After gym class this morning MJ and I stopped at the Sunset Nursery — a place I’d heard much of but not seen. I realize that just yesterday I was promising not to spend any more money on plants until the new year, but we were so close — to the nursery, not to having disposable funds — that, if it weren’t L.A., I could almost say we just stumbled in.
I had in mind to buy something big to put in the hole in the lower terrace — maybe an Agave Americana, or maybe just some tall grasses. I don’t know why the latter seemed like a good idea, but it did. To me.
The succulent department at SN is beautifully stocked, but, according to Sally, the uber-knowledgable woman who helped me, they were out of the Agave plant I wanted. At least in a medium size. I toyed with the idea of adding another Lilliput to my collection of miniatures, but resisted.
“OK, so what about grasses?” I asked.
“Yeah, you know, tall ones.” I made a gesture with my hands way up in the sky. Then I remembered Sally was not a two-year-old.
She nodded and started to lead me off.
I followed. “For my succulent garden,” I added, trying to be helpful.
Sally stopped, turned, and shot me a look of cool disapproval. “I’m sorry?”
Whoops. I checked quickly to see how far away Myra-Jean was. God forbid she should hear her mother asking idiotic questions. She had found a low palm tree and was petting its fronds like a cat. Fine.

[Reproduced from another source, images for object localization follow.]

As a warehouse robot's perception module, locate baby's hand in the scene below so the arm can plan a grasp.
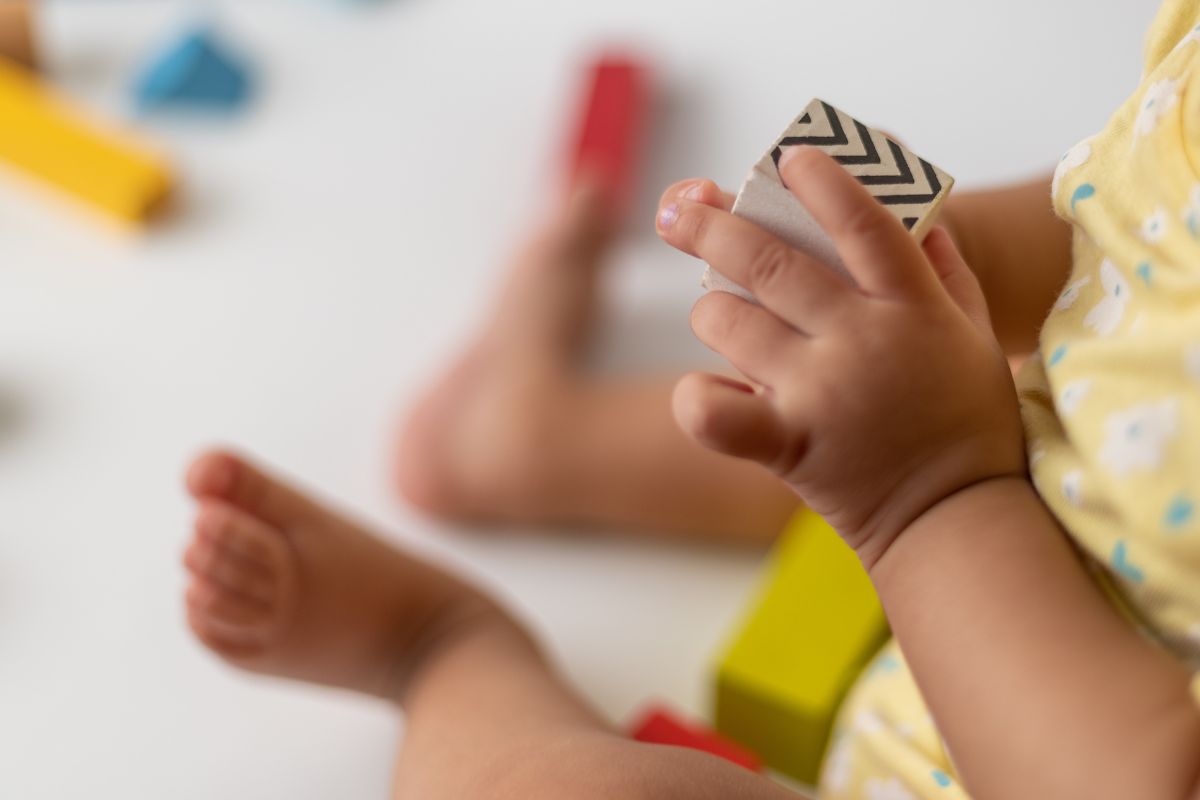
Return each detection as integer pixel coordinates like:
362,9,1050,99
659,148,1025,567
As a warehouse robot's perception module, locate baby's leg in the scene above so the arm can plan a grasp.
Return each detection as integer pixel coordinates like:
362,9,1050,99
185,453,792,800
397,183,798,541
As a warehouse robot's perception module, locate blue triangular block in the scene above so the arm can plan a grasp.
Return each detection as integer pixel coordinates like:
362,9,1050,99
134,29,250,110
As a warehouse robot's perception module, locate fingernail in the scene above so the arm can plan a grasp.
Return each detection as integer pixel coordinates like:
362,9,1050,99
683,181,704,200
779,144,811,172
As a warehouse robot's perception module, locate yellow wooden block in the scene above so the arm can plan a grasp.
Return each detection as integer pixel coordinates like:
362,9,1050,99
714,512,888,786
0,58,172,223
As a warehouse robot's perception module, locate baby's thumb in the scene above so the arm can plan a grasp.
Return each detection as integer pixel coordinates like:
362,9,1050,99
922,228,991,332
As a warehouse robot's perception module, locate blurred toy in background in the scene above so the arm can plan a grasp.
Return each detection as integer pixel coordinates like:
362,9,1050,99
0,58,173,224
0,0,37,70
133,25,252,113
569,54,650,221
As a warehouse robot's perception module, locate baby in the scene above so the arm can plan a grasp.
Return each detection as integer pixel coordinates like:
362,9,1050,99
177,0,1200,800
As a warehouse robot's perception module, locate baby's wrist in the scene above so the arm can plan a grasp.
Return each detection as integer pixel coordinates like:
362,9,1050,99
859,473,1036,585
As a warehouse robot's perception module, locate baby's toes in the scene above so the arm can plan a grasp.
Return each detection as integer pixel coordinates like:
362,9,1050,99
185,577,274,639
185,501,294,592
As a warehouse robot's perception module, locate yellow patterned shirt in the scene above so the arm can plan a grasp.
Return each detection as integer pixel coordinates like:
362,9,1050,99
1019,0,1200,668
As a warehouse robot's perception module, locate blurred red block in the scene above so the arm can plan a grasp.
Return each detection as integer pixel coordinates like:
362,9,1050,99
630,706,762,772
570,55,650,216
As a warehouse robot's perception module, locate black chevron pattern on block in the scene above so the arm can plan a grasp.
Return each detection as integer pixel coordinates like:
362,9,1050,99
770,101,942,208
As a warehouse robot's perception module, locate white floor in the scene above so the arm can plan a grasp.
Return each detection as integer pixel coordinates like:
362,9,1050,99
0,0,1151,800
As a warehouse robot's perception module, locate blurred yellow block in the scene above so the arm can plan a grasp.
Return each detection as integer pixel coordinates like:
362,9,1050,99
0,58,172,223
715,511,888,786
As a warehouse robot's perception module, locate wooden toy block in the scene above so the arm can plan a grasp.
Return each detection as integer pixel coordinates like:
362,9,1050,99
630,706,762,772
134,28,251,112
701,100,954,302
570,55,650,216
714,512,888,786
0,59,172,223
0,0,37,70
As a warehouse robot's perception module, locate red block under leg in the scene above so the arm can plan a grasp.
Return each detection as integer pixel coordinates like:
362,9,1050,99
630,708,762,772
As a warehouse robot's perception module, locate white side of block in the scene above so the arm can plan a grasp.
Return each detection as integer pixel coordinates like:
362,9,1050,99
701,155,846,302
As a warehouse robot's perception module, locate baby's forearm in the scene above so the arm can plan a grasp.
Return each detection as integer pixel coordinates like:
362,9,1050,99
942,176,1070,355
872,479,1200,800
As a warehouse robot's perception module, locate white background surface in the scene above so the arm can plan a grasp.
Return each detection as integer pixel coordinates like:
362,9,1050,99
0,0,1152,800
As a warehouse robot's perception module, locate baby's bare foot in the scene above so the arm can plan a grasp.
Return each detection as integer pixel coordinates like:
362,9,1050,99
396,183,611,522
184,452,500,699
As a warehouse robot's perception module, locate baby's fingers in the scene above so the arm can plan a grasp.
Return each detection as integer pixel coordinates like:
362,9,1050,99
659,198,857,332
659,178,734,211
779,146,936,297
922,228,991,332
673,373,790,465
691,291,805,386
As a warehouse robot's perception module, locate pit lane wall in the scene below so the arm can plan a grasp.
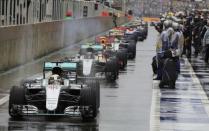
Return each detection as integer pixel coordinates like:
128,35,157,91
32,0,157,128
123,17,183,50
0,17,128,71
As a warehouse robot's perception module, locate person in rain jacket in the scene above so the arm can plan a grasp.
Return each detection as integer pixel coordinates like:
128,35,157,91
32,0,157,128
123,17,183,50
203,21,209,63
154,20,170,80
170,23,182,73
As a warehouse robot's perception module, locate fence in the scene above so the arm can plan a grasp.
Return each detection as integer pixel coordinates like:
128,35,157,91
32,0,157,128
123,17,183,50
0,0,121,26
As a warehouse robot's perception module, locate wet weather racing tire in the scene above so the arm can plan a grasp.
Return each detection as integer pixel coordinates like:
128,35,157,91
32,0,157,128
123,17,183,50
80,81,100,120
128,43,136,59
9,86,26,118
105,59,119,81
117,50,127,69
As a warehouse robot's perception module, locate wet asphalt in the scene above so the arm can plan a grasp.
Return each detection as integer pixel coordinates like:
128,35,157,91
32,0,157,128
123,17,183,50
0,25,157,131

I turned back to Sally and lowered my voice. “Do you not do that?”
Sally looked subtly pained, as if we were at Sur La Table and I’d just asked about a good hot sauce for creme brulee. “Succulents and tall grasses? Ah, not usually.”
I felt the need to apologize, and did. I explained I was new at gardening (she seemed to guess this), that we had just bought a house, that there were “a million terraces,” that we had no money for a gardener. I mentioned “crash courses” and “steep learning curves.” I explained I was just looking for “some height” after laying out a first level of somewhat diminuitive, OK, paltry dimensions.
Sally’s eyebrows floated up: twin, slender Cirque Du Soleil acrobats. I hate Cirque Du Soleil.
She took a breath. “Let me show you some things that might work. They’re not grasses, per se, but…”
I ended up with a Flax plant that should grow to about four feet high.
I think it’ll work nicely. And my reputation has been saved through the assiduous eyebrow-efforts of my esteemed salesperson. No grass in this succulent garden! Horrors, no! Just a bunch of midget cuttings, a scattering of gypsum, paperwhite corpses aplenty, and a big, dark, Not-Grass plant, towering over them all.
Oh, and its actual name?
How appropriate. The price alone would bring on a foul mood.